To: E who wrote (25265)10/5/1998 8:33:00 PM
From: Dayuhan  Read Replies (1) | Respond to of 108807
 
E,

<<If we defined "God" as "the universe," I would certainly believe "He" was real!>>

Might seem obvious, if it wasn't for all of those who assure us that the physical world is an illusion. I always wonder how they feel when, while wandering around in a mantra-mumbling glaze, they stub their sandaled toes on illusory stones.

If it's an illusion, it's a pretty good one. I kind of like the physical world, but I've often been accused of perversity.

Steve

PS. You know more about the Gaia hypothesis than I do. Though it would make a great title for a novel. Probably been used already.




To: E who wrote (25265)10/5/1998 8:50:00 PM
From: E  Respond to of 108807
 
Here's an excerpt from Science Frontiers, original source Cook & Persinger, 'Experimental Induction of the Sensed Presence in Normal Subjects and an Exceptional Subject' in Perceptual and Motor Skills (1997) 85:683...
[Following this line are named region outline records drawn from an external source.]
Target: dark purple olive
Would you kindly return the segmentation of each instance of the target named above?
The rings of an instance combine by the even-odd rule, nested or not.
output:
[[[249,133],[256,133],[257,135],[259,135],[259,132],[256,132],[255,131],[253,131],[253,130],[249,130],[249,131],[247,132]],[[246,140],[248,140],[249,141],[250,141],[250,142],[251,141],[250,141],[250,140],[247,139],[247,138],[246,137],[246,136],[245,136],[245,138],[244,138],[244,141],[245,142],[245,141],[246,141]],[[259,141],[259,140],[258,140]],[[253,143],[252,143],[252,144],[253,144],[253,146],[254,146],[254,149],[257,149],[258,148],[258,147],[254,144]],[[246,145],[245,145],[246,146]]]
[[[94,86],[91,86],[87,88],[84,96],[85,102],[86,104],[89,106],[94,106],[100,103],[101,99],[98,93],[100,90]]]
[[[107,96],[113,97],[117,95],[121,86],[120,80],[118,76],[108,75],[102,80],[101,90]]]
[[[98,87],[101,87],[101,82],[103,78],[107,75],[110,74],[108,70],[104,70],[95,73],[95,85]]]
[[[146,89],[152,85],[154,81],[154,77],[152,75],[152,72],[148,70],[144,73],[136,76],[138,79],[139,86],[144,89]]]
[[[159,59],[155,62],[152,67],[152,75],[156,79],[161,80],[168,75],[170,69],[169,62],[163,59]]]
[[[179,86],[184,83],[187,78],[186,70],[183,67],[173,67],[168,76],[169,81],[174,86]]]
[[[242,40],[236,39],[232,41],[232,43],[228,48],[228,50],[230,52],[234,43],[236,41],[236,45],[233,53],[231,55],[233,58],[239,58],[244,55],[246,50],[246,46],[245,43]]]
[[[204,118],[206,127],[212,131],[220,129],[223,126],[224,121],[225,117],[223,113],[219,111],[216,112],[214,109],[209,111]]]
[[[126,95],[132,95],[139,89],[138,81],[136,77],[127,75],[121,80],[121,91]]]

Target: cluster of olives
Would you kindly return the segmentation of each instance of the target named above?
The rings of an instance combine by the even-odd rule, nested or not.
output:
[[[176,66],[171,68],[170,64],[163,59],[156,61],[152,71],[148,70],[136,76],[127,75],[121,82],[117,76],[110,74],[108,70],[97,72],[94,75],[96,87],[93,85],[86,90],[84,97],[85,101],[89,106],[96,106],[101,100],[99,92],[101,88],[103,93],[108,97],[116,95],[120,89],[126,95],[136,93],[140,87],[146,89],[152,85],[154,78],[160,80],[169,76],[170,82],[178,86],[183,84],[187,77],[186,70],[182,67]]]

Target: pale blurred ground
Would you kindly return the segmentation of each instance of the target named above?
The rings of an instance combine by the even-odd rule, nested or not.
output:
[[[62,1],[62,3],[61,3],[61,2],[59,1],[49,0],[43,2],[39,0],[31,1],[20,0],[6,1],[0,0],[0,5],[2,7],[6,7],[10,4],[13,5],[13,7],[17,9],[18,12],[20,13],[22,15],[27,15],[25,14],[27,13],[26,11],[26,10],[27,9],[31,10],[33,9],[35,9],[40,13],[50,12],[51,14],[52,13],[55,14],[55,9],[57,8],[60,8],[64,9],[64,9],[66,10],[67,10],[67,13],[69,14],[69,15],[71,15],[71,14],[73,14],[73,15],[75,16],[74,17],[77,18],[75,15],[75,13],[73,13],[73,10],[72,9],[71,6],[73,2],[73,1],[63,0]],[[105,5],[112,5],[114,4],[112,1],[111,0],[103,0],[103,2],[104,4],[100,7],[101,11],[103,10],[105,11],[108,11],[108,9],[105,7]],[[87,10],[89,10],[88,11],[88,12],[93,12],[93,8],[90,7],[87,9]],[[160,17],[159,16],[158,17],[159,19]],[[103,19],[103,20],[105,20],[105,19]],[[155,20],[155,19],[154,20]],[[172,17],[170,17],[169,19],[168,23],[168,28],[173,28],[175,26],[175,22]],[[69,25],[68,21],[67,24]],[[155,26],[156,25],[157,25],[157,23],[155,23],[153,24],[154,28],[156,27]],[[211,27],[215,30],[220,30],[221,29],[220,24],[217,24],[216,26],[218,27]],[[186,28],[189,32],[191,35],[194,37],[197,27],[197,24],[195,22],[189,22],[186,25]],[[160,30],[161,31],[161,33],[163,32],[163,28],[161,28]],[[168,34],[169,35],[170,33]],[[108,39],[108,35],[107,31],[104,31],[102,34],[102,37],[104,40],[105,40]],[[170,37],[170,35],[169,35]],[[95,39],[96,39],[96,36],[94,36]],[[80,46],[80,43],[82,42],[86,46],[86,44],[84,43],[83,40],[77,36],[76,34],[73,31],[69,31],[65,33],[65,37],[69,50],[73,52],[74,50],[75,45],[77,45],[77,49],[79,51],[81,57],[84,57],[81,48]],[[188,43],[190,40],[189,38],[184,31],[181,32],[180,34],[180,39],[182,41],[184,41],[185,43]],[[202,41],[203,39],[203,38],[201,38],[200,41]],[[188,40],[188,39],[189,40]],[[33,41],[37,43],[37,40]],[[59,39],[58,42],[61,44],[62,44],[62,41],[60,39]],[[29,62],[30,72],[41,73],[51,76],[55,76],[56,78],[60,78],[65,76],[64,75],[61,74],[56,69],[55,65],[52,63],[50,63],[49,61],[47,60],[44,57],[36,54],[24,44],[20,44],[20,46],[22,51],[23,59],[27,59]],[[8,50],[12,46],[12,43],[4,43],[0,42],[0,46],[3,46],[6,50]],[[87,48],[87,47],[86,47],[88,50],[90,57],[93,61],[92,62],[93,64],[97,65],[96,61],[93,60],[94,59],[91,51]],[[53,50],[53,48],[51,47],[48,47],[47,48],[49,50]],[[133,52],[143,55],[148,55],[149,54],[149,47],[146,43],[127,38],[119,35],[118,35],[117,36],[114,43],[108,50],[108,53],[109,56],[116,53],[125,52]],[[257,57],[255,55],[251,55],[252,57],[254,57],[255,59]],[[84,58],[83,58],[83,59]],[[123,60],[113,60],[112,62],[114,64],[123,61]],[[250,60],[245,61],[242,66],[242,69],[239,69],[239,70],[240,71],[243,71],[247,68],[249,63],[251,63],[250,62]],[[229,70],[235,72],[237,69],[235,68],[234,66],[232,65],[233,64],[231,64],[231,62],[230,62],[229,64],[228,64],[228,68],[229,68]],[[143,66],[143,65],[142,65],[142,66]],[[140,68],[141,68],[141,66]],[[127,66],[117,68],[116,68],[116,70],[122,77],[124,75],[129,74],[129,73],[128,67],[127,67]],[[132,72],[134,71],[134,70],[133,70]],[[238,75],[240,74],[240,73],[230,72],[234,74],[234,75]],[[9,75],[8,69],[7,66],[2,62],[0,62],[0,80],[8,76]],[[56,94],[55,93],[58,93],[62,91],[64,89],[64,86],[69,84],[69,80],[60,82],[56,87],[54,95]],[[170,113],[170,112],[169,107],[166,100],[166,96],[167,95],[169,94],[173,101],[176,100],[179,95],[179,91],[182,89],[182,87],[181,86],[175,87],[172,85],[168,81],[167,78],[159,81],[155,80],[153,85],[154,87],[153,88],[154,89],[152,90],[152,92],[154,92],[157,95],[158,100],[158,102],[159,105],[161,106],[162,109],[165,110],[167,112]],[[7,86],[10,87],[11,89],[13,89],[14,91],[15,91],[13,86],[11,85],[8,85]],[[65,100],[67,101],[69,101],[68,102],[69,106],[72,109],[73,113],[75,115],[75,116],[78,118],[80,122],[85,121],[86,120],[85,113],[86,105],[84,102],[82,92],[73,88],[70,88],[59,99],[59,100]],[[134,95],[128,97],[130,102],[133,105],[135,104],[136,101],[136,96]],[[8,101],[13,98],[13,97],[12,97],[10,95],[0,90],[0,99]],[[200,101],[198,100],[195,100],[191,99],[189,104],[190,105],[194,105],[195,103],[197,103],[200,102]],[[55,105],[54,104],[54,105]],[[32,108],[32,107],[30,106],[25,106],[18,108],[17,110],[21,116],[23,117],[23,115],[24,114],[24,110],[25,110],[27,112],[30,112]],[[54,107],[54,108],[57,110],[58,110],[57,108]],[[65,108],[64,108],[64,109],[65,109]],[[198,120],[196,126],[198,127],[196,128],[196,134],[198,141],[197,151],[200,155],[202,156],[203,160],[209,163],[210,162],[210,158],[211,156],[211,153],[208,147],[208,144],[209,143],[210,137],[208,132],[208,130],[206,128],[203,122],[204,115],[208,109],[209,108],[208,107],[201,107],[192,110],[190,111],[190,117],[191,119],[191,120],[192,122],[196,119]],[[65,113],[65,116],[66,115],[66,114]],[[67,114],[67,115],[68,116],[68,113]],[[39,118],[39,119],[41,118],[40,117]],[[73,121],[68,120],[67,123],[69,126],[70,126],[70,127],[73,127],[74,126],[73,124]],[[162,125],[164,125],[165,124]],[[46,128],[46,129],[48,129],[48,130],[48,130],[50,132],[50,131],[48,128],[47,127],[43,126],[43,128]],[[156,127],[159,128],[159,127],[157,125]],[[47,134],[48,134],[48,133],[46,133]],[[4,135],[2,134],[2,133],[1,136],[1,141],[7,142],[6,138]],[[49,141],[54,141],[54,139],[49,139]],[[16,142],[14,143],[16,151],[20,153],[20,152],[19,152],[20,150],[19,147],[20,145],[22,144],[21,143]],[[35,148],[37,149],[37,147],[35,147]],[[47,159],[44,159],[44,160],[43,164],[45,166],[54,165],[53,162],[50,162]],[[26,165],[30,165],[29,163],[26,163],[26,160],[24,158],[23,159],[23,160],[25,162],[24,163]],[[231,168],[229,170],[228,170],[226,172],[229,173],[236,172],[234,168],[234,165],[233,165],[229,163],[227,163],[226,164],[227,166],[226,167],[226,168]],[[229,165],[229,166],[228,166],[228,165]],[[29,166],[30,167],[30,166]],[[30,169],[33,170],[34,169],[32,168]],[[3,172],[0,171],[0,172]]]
"All cultures have contained a few people who have claimed to be visited by spirits, gods, angels or even extraterrestrials. Cook and Persinger associate these visitations with a phenomenon they call 'sensed presence' or 'the awareness of an extrapersonal, incorporeal entity.' They assert that the 'sense of self' is a construct of the left brain, the side usually associated with language. Secondly, they hypothesize that a 'sensed presence' is only a fleeting right brain homologue of the left brain 'sense of self', like a transient short-circuit between both hemispheres of the brain that probably travels along the corpus callosum that interconnects them."

In their lab at Laurentian University, Cook and Persinger asked subjects to press a button when the 'felt a mystical presence'.

Unbeknownst to them, they were subject to an occasional weak magnetic field. More often than chance would predict, mystical presences (button pushes) correlated with applications of magnetic fields."

[This is just an anecdote about a theory and an experiment, for whatever interest it has, which will probably be none for some and a little more than that for others.-- E.]